May 29, 2008 Press Release - "Warm Coronal Loops Offer Clue to Mysteriously Hot Solar Atmosphere"

Target Description: Solar irradiance is the dominant driver of Earth climate. The variations in this fundamental parameter which are best known are the cyclic changes in total solar irradiance (TSI). In recent years continuous records of fluctuations in spectral irradiance have also been acquired. These data are now being incorporated in Earth-atmosphere models that include the absorption of different wavelengths of solar irradiation in different atmospheric layers and their coupling to fundamental modes of atmospheric oscillation. The variable solar soft X-ray, EUV, and coronal X-ray emissions play a dominant role in controlling the thermodynamics, chemistry, and ionization state of the terrestrial upper atmosphere, and are largely responsible for the most severe space weather impacts affecting telecommunications and satellite drag.

Progress in nowcasting and forecasting the solar spectrum depends critically on the availability of realistic, physics-based models of the solar activity affecting irradiance.

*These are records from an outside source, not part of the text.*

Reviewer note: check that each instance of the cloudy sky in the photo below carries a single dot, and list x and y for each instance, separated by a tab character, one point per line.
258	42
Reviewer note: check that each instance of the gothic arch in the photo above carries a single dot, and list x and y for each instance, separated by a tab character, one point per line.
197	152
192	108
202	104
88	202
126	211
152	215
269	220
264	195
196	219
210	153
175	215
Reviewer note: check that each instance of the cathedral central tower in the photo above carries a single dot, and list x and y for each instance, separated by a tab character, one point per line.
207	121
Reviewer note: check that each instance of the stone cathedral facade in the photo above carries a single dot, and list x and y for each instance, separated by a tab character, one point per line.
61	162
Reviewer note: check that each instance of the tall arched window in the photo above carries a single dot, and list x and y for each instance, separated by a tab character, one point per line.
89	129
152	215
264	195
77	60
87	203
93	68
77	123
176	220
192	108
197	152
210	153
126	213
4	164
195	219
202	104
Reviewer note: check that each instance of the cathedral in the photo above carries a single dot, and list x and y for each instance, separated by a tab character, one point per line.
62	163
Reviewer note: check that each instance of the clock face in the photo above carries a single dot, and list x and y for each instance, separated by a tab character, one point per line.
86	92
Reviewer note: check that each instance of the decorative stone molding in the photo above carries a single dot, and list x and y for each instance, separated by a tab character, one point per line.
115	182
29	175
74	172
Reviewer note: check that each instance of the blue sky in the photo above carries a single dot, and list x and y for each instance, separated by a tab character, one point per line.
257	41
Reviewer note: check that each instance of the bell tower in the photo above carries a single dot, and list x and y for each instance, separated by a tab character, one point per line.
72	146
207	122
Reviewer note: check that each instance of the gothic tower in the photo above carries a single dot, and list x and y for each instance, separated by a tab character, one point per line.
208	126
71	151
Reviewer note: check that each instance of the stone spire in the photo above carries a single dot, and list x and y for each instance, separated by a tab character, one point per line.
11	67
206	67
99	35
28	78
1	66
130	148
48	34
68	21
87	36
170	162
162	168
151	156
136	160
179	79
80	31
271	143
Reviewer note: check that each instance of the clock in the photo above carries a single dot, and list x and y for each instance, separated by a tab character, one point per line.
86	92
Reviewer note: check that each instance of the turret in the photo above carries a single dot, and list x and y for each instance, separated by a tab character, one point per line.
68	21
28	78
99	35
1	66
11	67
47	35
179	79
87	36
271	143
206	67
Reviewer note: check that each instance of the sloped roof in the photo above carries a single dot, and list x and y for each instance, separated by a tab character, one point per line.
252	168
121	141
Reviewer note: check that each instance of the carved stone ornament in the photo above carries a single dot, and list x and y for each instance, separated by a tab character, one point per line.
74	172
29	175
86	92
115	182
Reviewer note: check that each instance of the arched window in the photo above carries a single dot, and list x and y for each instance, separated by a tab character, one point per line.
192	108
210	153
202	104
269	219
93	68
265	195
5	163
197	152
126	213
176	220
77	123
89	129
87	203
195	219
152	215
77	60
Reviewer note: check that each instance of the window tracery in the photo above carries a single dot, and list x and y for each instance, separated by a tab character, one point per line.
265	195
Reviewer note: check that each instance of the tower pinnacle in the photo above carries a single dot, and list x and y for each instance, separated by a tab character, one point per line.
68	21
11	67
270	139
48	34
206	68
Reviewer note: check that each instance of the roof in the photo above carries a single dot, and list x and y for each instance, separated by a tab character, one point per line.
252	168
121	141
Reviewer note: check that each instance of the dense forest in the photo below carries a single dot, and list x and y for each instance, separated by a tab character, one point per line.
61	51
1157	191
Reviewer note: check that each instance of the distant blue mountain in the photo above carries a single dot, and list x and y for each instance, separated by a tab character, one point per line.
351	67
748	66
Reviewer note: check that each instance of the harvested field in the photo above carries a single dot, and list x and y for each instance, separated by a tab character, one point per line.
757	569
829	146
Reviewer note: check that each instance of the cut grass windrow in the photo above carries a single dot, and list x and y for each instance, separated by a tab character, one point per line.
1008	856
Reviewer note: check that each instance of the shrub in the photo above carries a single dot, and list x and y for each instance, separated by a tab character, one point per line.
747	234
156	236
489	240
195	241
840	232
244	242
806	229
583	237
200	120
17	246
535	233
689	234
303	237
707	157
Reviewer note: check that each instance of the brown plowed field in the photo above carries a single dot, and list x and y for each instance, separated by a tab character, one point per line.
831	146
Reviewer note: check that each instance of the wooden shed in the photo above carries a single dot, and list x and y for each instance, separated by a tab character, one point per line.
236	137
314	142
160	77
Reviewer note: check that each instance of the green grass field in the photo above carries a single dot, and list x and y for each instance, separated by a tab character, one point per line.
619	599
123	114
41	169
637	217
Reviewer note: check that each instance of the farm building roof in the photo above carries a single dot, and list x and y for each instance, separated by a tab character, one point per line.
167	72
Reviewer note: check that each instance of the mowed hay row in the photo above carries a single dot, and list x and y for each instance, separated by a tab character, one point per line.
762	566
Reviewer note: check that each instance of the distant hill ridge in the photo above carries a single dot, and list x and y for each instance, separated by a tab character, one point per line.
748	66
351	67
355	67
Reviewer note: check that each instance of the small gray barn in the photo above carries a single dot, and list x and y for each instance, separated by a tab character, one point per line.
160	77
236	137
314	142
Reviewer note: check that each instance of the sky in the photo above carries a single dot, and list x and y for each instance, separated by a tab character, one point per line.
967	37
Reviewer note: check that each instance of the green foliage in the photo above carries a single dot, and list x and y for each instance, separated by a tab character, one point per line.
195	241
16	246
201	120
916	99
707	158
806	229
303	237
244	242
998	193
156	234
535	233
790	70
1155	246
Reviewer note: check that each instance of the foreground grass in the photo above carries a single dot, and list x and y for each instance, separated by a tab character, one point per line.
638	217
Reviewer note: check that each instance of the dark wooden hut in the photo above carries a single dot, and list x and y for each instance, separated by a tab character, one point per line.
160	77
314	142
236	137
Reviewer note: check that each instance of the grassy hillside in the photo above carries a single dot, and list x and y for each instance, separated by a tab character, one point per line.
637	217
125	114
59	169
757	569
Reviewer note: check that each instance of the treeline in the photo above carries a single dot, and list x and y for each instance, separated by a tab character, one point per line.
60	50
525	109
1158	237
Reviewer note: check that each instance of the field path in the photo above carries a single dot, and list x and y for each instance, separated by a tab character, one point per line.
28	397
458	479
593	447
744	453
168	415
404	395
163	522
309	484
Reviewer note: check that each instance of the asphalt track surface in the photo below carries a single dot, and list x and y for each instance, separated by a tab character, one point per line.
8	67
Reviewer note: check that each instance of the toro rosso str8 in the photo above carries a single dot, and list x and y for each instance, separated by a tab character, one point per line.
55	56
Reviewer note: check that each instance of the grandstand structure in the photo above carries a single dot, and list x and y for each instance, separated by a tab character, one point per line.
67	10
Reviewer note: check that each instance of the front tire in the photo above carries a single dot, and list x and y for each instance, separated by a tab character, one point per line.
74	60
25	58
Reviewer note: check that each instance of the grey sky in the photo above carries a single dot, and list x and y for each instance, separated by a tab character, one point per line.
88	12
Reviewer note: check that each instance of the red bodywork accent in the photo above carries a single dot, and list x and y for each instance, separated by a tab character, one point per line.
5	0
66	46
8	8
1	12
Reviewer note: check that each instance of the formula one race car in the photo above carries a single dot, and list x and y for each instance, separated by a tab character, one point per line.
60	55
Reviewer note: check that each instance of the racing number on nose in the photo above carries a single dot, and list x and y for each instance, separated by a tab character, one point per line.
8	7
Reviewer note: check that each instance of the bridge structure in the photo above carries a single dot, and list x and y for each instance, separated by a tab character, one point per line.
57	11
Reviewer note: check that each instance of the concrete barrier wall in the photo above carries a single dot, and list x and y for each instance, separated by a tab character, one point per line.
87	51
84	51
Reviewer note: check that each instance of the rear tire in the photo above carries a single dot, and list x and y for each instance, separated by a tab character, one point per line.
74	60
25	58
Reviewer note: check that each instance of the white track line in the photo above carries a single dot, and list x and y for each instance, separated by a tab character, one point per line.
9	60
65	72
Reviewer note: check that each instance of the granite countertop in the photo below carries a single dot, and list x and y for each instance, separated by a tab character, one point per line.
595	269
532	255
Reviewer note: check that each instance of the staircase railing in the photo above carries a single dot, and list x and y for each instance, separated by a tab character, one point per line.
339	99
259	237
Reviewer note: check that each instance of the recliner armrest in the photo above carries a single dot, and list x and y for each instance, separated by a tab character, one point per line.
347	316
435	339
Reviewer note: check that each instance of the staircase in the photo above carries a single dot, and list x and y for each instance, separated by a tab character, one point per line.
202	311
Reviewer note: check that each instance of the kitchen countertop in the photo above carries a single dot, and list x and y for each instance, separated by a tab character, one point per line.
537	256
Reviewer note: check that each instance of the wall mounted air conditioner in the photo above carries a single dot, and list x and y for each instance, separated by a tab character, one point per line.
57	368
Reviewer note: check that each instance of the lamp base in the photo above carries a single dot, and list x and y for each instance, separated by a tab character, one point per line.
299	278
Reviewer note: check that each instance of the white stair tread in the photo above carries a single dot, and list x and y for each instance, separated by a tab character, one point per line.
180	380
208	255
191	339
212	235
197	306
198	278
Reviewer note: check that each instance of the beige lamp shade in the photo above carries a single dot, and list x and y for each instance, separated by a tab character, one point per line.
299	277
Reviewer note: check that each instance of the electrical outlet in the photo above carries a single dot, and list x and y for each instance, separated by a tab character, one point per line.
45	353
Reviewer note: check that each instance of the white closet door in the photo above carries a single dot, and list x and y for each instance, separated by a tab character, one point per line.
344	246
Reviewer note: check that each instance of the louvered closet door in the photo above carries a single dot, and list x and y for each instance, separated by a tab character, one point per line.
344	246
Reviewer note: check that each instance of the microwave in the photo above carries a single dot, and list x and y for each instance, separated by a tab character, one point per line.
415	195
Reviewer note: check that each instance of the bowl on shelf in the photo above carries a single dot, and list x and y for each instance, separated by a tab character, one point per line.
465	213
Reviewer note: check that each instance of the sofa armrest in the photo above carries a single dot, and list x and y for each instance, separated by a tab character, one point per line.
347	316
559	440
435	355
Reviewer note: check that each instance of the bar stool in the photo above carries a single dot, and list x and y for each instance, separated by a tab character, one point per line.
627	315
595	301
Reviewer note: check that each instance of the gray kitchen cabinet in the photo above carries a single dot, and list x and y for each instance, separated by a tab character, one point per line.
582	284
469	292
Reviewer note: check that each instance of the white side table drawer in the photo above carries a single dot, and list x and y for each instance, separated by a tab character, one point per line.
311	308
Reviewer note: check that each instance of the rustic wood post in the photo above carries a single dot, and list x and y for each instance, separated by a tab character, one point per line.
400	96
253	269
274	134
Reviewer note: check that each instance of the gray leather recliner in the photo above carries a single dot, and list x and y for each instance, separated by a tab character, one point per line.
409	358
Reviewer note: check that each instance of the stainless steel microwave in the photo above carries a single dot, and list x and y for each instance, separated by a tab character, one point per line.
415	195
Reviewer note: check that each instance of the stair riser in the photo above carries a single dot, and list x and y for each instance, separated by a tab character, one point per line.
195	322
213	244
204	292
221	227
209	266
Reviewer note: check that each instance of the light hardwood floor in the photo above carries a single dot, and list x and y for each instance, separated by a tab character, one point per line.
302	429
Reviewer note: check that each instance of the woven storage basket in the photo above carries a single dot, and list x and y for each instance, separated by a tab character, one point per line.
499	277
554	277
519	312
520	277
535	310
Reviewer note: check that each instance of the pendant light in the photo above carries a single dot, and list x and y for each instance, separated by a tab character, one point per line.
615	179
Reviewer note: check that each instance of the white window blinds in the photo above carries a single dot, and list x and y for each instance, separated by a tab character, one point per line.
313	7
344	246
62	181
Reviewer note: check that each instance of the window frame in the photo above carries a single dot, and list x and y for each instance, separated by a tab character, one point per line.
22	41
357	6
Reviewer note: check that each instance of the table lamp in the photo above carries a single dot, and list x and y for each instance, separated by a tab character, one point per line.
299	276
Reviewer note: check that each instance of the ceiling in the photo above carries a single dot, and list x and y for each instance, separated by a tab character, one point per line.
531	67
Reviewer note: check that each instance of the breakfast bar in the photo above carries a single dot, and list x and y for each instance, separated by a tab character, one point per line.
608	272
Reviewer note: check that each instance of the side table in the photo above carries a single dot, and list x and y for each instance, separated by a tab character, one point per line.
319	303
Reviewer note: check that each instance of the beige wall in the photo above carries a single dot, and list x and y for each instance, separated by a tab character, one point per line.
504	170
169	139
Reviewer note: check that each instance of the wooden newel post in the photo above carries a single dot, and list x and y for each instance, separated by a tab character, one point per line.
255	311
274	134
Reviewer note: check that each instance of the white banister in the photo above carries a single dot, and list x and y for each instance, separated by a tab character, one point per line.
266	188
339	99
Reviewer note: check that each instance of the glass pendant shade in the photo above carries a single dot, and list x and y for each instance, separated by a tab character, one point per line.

Both total and spectral irradiance variations have been associated with manifestations of solar activity since the availability of the first space-borne measurements of these parameters, but less has been done to understand the physical processes by which solar activity causes these variations. Improved understanding of the detailed properties of solar active regions and solar impulsive events will allow the construction of models that describe the spectrum of the radiation emitted from the Sun under different conditions, and thus indicate where in the terrestrial atmosphere the radiant energies will be deposited.

Goals and measures of success: The goals of this Focused Science Topic are to understand how spectral irradiance variations from the Sun are produced and, in particular, to understand the physical processes causing variations in the solar spectral emissions. The prime measure of success for this work would be a substantial improvement in our ability to reproduce multi-spectral observations of active regions using physics-based models.

Types of solicited investigations: It is expected that the focus team will include investigations to model active regions based on first principles; predict the dependence of solar spectral irradiance on key physical parameters such as magnetic topology, field strength, loop length, and velocity patterns; and give a relationship between active region evolution and changes in the solar radiation spectrum.